Geeks in heaven as countdown to partial eclipse begins
DON'T be surprised if you witness some bizarre behaviour in coming days from your pet birds and dogs.. and even dairy cows.
The behaviour will come to a head in an almost-total solar eclipse, with the moon passing between the Earth and the sun, on Wednesday morning.
The eclipse will be a total solar eclipse in Cairns, plunging the region into darkness, but will be experienced as a partial eclipse across the rest of Australia.
Between 50,000 and 60,000 scientists, astronomers, eclipse chasers, their friends and families from around the world will be in the region to the see the eclipse, the first for Cairns and the Great Barrier Reef since 710AD, according to Tourism Queensland's acting CEO Leanne Coddington.
"Three charter flights with 1200 scientists will arrive from Japan, six cruise ships will be moored off the coast and other scientists will study the effects of the eclipse on the marine life of the Great Barrier Reef and Queensland's rainforest birds and animals," Ms Coddington said.

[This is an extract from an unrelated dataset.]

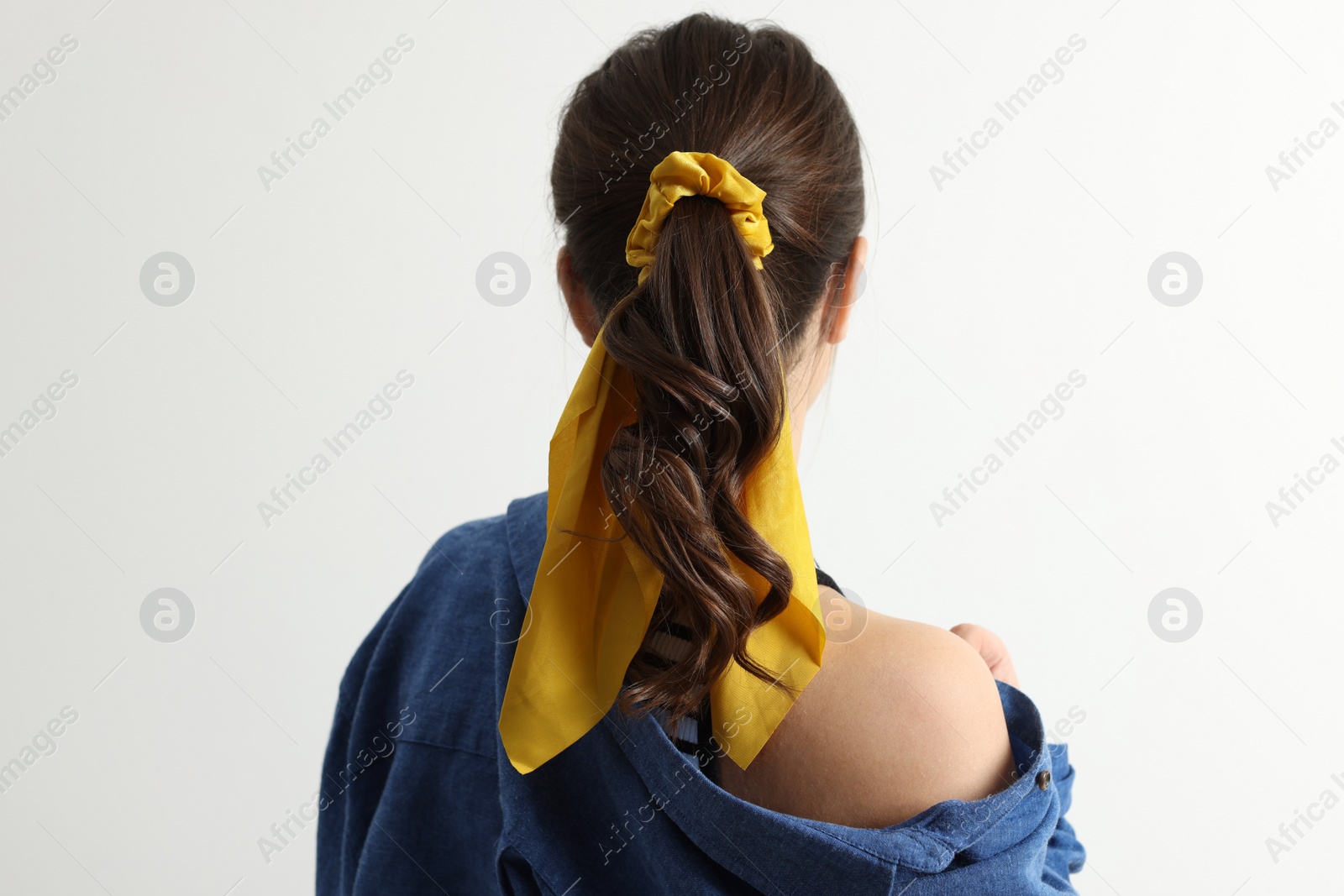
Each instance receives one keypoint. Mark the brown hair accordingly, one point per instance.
(707, 338)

Tourists to the area have booked out hot air balloon rides above the Atherton Tablelands, scenic flights over the Great Barrier Reef and horse riding tours on remote Queensland beaches.

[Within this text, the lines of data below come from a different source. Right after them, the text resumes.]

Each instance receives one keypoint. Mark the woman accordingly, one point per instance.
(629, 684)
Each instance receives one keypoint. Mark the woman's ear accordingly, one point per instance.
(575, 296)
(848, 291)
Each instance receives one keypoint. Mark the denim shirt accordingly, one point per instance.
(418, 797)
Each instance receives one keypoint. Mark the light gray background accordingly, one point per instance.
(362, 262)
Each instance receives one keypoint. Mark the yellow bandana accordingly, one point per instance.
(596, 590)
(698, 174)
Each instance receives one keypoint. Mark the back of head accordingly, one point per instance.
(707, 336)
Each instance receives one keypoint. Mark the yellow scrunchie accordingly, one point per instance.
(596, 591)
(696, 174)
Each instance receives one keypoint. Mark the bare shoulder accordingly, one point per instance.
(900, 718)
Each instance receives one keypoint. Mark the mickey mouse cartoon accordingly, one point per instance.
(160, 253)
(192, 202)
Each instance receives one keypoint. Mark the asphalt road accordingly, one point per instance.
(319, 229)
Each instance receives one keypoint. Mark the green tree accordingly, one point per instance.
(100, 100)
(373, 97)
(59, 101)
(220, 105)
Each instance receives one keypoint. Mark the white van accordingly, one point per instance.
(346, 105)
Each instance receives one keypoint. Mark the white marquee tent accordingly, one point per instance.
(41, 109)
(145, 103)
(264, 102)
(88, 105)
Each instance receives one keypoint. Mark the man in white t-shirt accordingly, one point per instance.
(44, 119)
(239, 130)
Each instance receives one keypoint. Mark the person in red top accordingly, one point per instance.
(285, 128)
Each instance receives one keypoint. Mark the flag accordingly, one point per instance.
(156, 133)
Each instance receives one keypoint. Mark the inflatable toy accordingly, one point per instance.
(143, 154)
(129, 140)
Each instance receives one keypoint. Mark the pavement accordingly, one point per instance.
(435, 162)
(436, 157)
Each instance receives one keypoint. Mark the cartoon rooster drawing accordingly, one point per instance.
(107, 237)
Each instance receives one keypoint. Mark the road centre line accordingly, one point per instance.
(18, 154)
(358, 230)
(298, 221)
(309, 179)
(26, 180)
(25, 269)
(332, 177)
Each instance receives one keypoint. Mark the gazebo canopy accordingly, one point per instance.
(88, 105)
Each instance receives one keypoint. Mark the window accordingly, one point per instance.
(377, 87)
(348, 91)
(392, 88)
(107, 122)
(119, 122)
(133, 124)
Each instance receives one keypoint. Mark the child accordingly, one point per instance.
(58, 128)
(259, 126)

The area is also host to an eclipse music festival and an eclipse marathon, where runners start as soon as the sun re-emerges from behind the moon.
Further south, it will be like twilight.
"It'll go deep twilight. That's the sort of affect it'll have," Owen Bennedick, of the Wappa Falls Observatory on the Sunshine Coast, said.

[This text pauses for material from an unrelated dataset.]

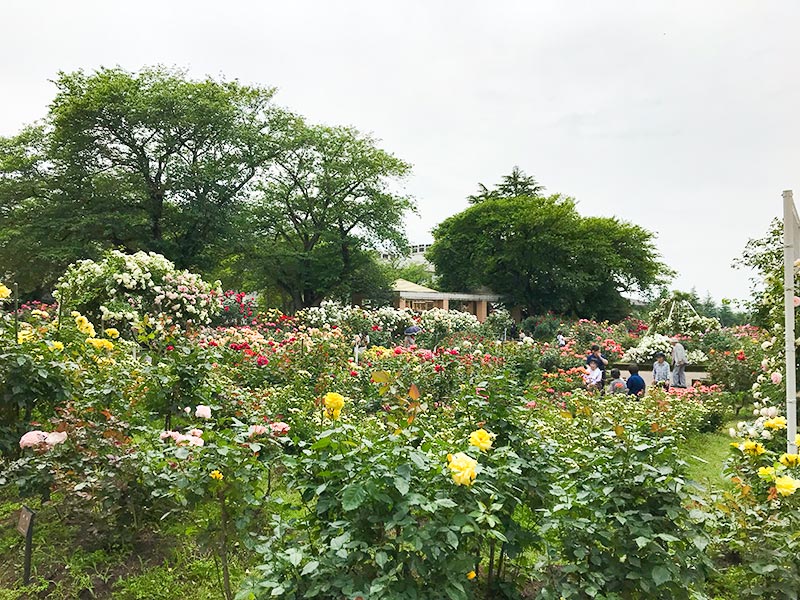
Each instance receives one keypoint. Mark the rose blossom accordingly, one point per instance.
(279, 428)
(32, 439)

"It so happens the moon is 400 times closer than the sun, and the sun is 400 times bigger than the moon, so therefore they'll get perfect block of the sun in Cairns. We'll get 85%."
The unusual occurrence will begin in Gladstone at 5.53am, with the maximum eclipse at 6.51am and normal conditions again by around 7.55am.
"Some of the cows will head off to the milking bales to be milked. Birds will start chirping, thinking that it's becoming nightfall," Mr Bennedick said.
Dogs, which rely heavily on their sense of sight, have also been known to behave differently during these eclipses.
The next total solar eclipse in Australia will be in 2077.
Observers are warned not to look directly at the sun without special protection during any stage of the eclipse.